G32R430 Encoder Solution Block Diagram

• High-Performance Computation: Powered by the G32R430 encoder MCU with proprietary ATAN angle calculation instructions (accuracy <0.0001°), enabling electrical angle computation in <1μs, meeting real-time control requirements.

• High Accuracy and High Resolution

- With N pole-pair magnets, resolution reaches up to 16+N bits. Single pole-pair accuracy exceeds 0.0155° (56 arcseconds); 17-bit resolution meets most servo requirements.

- Dual 16-bit high-precision ADCs (effective ≥13.5-bit) enable fast angle calculation and efficient execution of calibration and compensation algorithms.

- Non-algorithm processing time (sampling + angle calculation) <3μs, leaving ~8μs for signal calibration, angle compensation, and temperature compensation, further improving encoder accuracy.

- Multi-dimensional TMR magnetic sensors provide high sensitivity and strong anti-interference capability.

G32R430 Core Signal Chain Non-Algorithm Execution Time Diagram

• High Communication Speed: Supports Tamagawa protocol with flexible configuration, up to 8Mbps.

• Ultra-Low Power Design:

- G32R430 Chip: Stop mode <15μA, wake-up <20μs; standby mode <2μA, wake-up <50μs

- Encoder Solution: Average current ~14μA, enabling over 7 years of operation with a 1100mAh battery

• High Safety Factor: Supports multiple alarms, including overspeed, EEPROM errors, position jump, overflow, over-temperature, multi-turn errors, and low battery, ensuring real-time system monitoring.

• Discrete Solution: Cost-effective with flexible, independently controllable functions and performance. Reduces encoder BOM cost and supports secondary development, enabling one platform to cover diverse applications.

• Compact Design: 35mm PCB diameter, compatible with servo motors with ≥40mm flanges, reducing PCBA size and enabling compact system design.

Geehy G32R430 Encoder MCU: 

Designed for High-Precision Motion Control

The G32R430 delivers low power consumption, high integration, low latency, and high precision. It supports signal acquisition, processing, and protocol conversion while enabling customization.
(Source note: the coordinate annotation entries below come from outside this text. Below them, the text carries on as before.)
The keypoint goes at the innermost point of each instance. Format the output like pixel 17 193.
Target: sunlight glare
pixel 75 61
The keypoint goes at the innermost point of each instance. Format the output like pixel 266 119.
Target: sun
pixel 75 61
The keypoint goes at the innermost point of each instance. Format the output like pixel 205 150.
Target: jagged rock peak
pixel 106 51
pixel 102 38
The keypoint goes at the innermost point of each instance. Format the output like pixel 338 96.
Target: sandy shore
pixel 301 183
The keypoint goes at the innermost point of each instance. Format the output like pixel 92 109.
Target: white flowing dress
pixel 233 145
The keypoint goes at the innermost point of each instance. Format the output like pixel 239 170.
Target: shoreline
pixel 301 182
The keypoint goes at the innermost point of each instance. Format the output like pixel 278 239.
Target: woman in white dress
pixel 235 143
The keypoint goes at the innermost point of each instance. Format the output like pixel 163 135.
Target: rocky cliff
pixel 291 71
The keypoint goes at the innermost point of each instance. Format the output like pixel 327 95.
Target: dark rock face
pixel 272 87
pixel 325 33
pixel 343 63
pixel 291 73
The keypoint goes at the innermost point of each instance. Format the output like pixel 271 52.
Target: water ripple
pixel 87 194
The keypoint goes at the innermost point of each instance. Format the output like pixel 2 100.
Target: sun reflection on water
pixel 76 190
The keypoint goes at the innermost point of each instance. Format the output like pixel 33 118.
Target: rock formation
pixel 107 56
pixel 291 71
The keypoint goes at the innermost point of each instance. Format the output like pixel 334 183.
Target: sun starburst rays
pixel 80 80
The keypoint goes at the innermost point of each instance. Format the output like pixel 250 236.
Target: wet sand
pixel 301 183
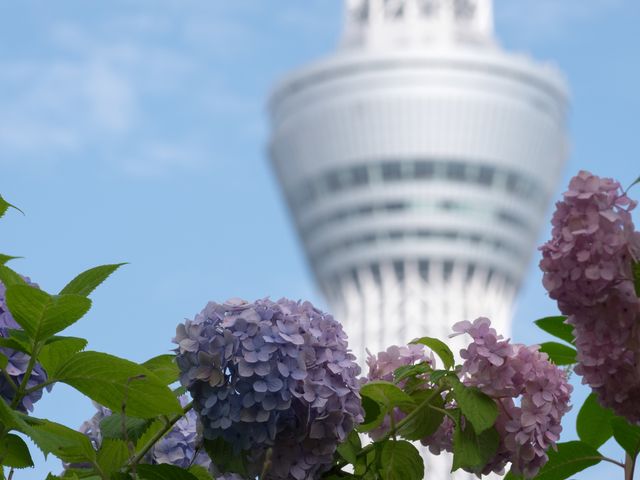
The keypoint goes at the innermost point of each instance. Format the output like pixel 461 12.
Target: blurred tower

This reduces system cost and improves efficiency, providing a competitive MCU solution for magnetic, optical, Hall, and inductive encoders.

Click to learn more about the Geehy G32R430 encoder MCU

Summary

How the Geehy G32R430 Encoder MCU and Solution Benefit the Industry?

The G32R430, combined with the on-axis Tamagawa magnetic absolute encoder solution, addresses key challenges in high-precision motion control and system integration for humanoid robotics and industrial automation.

• Reduced Latency: Built-in ATAN angle calculation instruction accelerates SIN/COS processing, minimizing computation delay and improving real-time response.

• High Accuracy: Integrated 16-bit high-precision ADC ensures accurate position detection and enhances motion control reliability.

• Compact Design: Rich on-chip peripherals and integrated voltage detection (EVS) reduce external components and support compact system design.

• Flexible Platform: Supports both optical and magnetic encoders, enabling customized algorithms and scalable deployment across multiple applications.

Geehy has released the G32R430 on-axis Tamagawa magnetic absolute encoder solution, along with complete reference designs, specifications, schematics, and software documentation.